Al-Majdalani explained that the Palestinian Authority sent aid to the camp but it had not been allowed to enter because of the continued presence of militants in the camp.
He added that militants are determined to keep the camp because of its strategic position, as it is considered a gateway into Damascus.
UNRWA spokesman Chris Gunness told Ma'an Tuesday that the UN agency has "long supported strenuous international calls for a ceasefire and for the siege of Yarmouk to be lifted in accordance with international law and for the parties to the conflict to abide by international law obligations to respect civilian life. We again urge that these calls are heeded."
"In addition to the lifting of the siege, we require immediate and sustained humanitarian access so that we can bring succor to the needy and the malnourished; and thereafter we need to resume our humanitarian program fully. We are particularly concerned about the plight of some 20,000 people who remain in the camp, among them women and children. Given reports of starvation breaking out in the camp, time is running out."

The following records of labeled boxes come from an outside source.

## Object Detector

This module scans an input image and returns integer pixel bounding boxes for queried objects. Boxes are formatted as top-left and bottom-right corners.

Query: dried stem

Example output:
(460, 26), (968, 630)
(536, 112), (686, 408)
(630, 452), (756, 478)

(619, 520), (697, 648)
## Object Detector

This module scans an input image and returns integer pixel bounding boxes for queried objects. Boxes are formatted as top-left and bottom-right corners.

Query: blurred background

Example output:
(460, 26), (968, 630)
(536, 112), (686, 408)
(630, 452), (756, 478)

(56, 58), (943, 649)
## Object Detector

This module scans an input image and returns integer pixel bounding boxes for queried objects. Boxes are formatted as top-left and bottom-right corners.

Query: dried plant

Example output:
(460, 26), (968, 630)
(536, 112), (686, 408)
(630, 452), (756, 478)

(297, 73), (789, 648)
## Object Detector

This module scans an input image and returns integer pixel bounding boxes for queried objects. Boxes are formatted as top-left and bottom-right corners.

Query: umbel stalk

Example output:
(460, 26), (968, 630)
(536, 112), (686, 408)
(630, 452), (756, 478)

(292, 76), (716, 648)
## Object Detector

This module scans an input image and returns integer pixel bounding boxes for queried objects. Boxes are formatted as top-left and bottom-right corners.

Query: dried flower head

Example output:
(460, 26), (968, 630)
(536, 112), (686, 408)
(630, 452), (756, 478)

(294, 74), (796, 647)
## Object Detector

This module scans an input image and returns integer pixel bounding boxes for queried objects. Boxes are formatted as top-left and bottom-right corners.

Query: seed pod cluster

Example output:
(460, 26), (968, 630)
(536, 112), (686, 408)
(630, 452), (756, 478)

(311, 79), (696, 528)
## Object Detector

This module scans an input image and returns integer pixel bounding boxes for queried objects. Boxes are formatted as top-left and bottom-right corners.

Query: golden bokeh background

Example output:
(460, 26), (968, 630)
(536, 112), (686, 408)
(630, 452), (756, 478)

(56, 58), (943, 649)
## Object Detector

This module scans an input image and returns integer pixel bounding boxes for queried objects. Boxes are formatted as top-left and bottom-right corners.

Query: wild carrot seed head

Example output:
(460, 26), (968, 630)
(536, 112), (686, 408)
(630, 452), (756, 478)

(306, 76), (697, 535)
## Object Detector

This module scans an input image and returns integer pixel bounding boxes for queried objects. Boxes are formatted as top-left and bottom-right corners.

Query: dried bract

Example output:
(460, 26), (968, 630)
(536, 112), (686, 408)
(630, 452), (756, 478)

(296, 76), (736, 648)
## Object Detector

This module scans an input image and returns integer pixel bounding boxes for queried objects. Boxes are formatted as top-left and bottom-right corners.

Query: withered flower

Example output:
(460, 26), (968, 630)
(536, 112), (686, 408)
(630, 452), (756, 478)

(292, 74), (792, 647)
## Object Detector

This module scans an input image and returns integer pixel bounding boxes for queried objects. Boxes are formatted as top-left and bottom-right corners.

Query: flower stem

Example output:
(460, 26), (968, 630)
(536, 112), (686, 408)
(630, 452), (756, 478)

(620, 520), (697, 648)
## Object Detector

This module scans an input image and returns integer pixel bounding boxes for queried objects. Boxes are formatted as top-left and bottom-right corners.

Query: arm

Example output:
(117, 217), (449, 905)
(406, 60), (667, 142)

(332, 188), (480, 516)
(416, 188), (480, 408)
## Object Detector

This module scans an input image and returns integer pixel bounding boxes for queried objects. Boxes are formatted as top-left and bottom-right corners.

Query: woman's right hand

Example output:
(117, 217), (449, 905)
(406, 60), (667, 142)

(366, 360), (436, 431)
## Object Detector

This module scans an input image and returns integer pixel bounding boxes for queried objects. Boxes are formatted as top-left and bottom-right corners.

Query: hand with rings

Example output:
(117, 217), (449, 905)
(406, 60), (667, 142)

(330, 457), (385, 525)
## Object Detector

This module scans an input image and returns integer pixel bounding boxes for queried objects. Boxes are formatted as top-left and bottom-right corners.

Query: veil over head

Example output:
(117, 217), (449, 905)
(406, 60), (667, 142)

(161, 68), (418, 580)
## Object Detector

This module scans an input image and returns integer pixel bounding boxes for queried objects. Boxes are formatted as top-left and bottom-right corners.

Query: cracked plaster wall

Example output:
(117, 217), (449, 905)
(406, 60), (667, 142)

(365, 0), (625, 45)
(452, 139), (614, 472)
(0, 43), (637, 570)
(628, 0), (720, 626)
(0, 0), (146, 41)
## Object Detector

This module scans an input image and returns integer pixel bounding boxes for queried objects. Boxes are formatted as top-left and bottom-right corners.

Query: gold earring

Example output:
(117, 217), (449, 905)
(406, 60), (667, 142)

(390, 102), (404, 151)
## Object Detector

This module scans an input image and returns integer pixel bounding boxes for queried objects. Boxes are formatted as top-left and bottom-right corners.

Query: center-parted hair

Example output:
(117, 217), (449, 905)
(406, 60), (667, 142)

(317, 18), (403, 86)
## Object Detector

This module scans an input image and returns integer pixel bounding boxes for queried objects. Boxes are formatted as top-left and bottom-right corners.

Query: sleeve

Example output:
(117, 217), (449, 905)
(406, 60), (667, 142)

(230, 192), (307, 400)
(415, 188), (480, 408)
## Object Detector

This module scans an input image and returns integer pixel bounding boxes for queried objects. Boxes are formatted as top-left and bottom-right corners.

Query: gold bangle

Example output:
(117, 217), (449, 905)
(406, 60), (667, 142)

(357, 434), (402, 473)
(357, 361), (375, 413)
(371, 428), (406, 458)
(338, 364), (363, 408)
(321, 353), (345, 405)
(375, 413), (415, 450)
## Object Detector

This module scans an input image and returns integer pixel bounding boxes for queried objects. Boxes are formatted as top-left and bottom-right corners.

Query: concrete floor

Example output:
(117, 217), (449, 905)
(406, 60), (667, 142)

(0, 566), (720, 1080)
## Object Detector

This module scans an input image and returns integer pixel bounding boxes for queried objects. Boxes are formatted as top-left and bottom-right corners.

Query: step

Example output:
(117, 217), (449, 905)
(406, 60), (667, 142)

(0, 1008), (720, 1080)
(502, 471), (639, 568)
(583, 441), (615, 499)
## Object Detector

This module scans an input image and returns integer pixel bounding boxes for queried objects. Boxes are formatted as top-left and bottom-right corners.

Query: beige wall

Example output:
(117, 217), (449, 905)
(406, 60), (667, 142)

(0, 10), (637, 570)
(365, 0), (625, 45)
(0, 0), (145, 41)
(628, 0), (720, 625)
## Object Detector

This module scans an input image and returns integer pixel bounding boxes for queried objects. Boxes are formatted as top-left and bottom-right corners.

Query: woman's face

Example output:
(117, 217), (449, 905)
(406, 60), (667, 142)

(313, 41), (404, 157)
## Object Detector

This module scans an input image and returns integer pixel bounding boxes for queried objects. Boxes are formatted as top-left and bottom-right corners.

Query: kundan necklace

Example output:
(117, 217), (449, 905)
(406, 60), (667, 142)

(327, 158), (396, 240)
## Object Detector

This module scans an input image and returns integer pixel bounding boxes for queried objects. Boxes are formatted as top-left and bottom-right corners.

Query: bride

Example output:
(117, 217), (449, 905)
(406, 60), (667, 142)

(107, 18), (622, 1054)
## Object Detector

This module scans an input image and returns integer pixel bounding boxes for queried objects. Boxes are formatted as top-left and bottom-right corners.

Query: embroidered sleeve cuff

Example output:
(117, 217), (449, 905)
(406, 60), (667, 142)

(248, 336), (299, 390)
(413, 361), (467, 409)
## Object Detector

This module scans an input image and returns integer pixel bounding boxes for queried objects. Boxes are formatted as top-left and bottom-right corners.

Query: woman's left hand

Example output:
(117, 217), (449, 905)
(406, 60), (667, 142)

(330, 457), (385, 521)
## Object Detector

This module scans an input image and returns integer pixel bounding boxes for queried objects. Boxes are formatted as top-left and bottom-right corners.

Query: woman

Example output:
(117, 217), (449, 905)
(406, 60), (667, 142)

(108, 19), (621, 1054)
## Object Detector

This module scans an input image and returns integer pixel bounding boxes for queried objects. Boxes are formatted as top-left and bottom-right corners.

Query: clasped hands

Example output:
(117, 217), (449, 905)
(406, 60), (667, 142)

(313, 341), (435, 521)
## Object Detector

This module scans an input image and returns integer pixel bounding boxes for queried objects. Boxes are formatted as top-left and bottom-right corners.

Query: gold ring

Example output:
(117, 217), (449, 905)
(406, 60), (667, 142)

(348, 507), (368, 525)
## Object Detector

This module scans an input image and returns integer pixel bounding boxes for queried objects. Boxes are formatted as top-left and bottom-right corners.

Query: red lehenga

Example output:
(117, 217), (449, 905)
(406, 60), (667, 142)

After rebels seized control of Yarmouk in December 2012, the camp became embroiled in the armed fighting taking place across Syria and came under heavy regime assault.
Regime forces eventually encircled the camp and in July imposed a siege on the camp, leading to a rapid deterioration of living conditions.
In recent weeks, reports of death due to starvation have numbered in the dozens.
Fatah leader Abbas Zaki told Ma'an in mid-October that Yarmouk's population of 250,000 had dwindled to 18,000 after two and a half years of conflict in Syria.
The Syrian conflict, which began as peaceful protests in March 2011 but developed into a civil war, has killed more than 120,000 people and prompted millions to flee their homes.